To somewhat explain why these particular Brooklynites' behavior so irritates them, Stew says, "Heidi and I are from L.A., where everything changes all the time. Everything gets torn down. The coolest things first. People only care about their pool, the barbecue and the plantain tree. They're hard-core. L.A. people invest in themselves, not neighborhoods. Never heard of neighborhood pride."
They met in L.A. in 1997, when he was looking for a bass player for his band the Negro Problem. She loved the group, and knew the only way to make it was to go on the road, and that's exactly what they did. "I was really happy lugging equipment around," she says, "so I jumped right in. I knew that you didn't get anywhere hanging around L.A. and waiting to be a rock star. All the great bands broke up after two years."
Musically, they were also made for each other. "We're two years apart in age," he says, now 49. (She is 51.) "We grew up listening to the same music: AM radio, church, classic rock, punk rock. We passed through all the same phases, went to Hollywood to hear bands. I can say, 'Remember that soft-rock guy in the '70s, and she'll know exactly whom I'm talking about."

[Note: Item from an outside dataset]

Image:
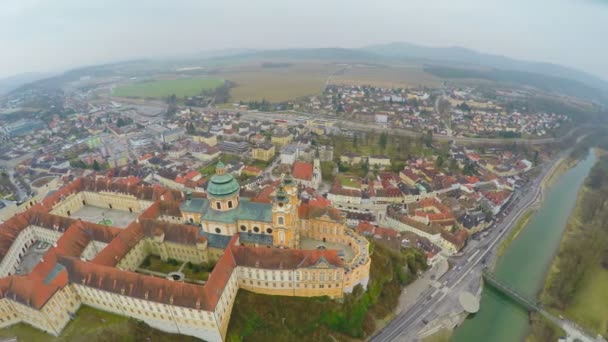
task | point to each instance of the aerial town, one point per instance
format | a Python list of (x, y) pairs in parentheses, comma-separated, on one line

He also listens to his 18-year-old daughter. "She keeps me from becoming an old fart — though sometimes it's sort of nice to be an old curmudgeon," he admits. "She makes me listen to music that I'd probably dismiss because of my background. She suggested I listen to Destiny's Child, and I realized they were fantastic. I heard the artistry."
But given a choice, he prefers simply listening to what's around him or jazz, mostly from the 1960s and '70s. "My favorite jazz explodes the myths of high art and low art," he says. "Because jazz to me is both folk music and classical music. It's so great to revisit music. It tells you so much about how you've grown and how you haven't."
Stew and Rodewald work hard to write interesting melodies and eloquent lyrics and to meld them into something memorable. They can't really explain their process, only that they keep files with images and fragments of ideas — she says hers are far neater than his — which they use as a source of material.
"Neither of us have a great sense of ownership," he says. "We both know our strong points. I encourage her. She listens to me. I listen to her. A song doesn't always gel immediately, like 'The Wound' in Passing Strange. I knew I never nailed the lyrics. Finally, three years later, I got them to say what I wanted them to say."
Through all their projects in theater, television and musical shows, they're gaining bigger and broader audiences. It's a nice feeling when someone on the street in New York recognizes and compliments them. "Then the city feels like one big party," he says. But turning to Rodewald, he adds, "We used to know who was out there. It was always club rats who liked weird rock music. Now it's sort of scary — and exciting because we don't have any idea who is out there."
Valerie Gladstone, who writes about the arts for many publications, including The New York Times, recently co-authored a children's book with Jose Ivey, A Young Dancer: The Life of an Ailey Student.